If you’ve had the pleasure of operating a blog or website, chances are you’ve had those days where you ask yourself if it’s all worth it. Yeah, you’re sharing amazing insight and information on a regular basis but is it really helping you become an established authority on your topic of choice? The answer, of course, is yes. But the fact remains that it can be difficult to see the light at the end of the tunnel when it comes to blogging, especially if you’re just starting out and not seeing the pop and sizzle you’d like when you open up your Google Analytics account.
During the past year I’ve become a big fan of blogger extraordinaire James Altucher. James runs a brutally honest blog on how to improve various aspects of your life and happens to touch on some pretty powerful digital marketing concepts from time to time. One of the best tips James has shared with his readers are the many benefits of self-publishing. James believes that anyone can be an author and that the benefits of self-publishing are so powerful, there’s almost no reason to not do it. Now, you might be saying, “I’ve never written anything in my entire life, let alone a whole book,” and to that I say, so what?
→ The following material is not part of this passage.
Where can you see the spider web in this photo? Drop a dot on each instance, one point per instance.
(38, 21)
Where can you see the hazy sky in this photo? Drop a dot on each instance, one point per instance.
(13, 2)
It’s now easier than ever to self-publish your own stuff. I’m not talking about “War and Peace” here (although if you’re so inclined, go for it), just consolidating your blog posts into a handy dandy e-book that summarizes the main thoughts and points into one nifty package. Let’s go over the insanely easy process of how this would work for you.
Step 1: Focus
Identify the content you’d like to convert into a book. Figure out what the overall message of your book is and then start to round up posts that support that message. You may even discover new themes that you didn’t even realize you were addressing. If you’ve been blogging for more than a few months you likely have enough content for a book.
Start putting your book together. It’s not like you have to start from scratch and even if you did all it would take is 30-50 blog posts before you have enough content to put in a book format. Find the posts you’ve written, consolidate them and write an intro and conclusion, then tie your posts together with some witty wordsmanship, and voila! Remember, most of your book has already been written, all you need to do is tie it together.
Join CreateSpace. CreateSpace will allow you to upload your book (once it’s finished) and create a cover, artwork, formatting, ISBN numbers for publishing and all the other good stuff you’ll need to be a bonafide author. CreateSpace also offers tutorials to help get you started.
Join Author Central by Amazon. This is the platform that you’ll be selling your book on. Who needs publishing companies that will potentially delay a book release and slow you down? James Altucher is fond of pointing out that unless you’re getting a huge advance (no one is anymore) there’s very little reason to go through an “established” publisher. They don’t do marketing for your book and they often make you wait exorbitantly long time before your book is even available to the general public. Skip all that and publish directly to Amazon, then promote it through your digital channels.Tip: Remember, you can have physical copies of your book available too, there’s no rule saying that this needs to be an eBook
And there you go, you’re a published author. Up there with the likes of Steinbeck, Vonnegut and Huxley. The best part is you’re in control of how the book is marketed, priced and consumed. You set the price of the book. You can give it away for free, ask for an email to download a digital copy, charge a million dollars or do whatever else you think might work. The beauty of this strategy is the fact that you’ve now created a product that shows people you know what you’re talking about. So the next time you’re thinking about packing up your blog and going home, just remember, there are endless ways to get quality content and information out to the people who want it. Creating is NEVER a waste of time. Sometimes all it takes is a little restructuring or organizing to make “old” content fresh.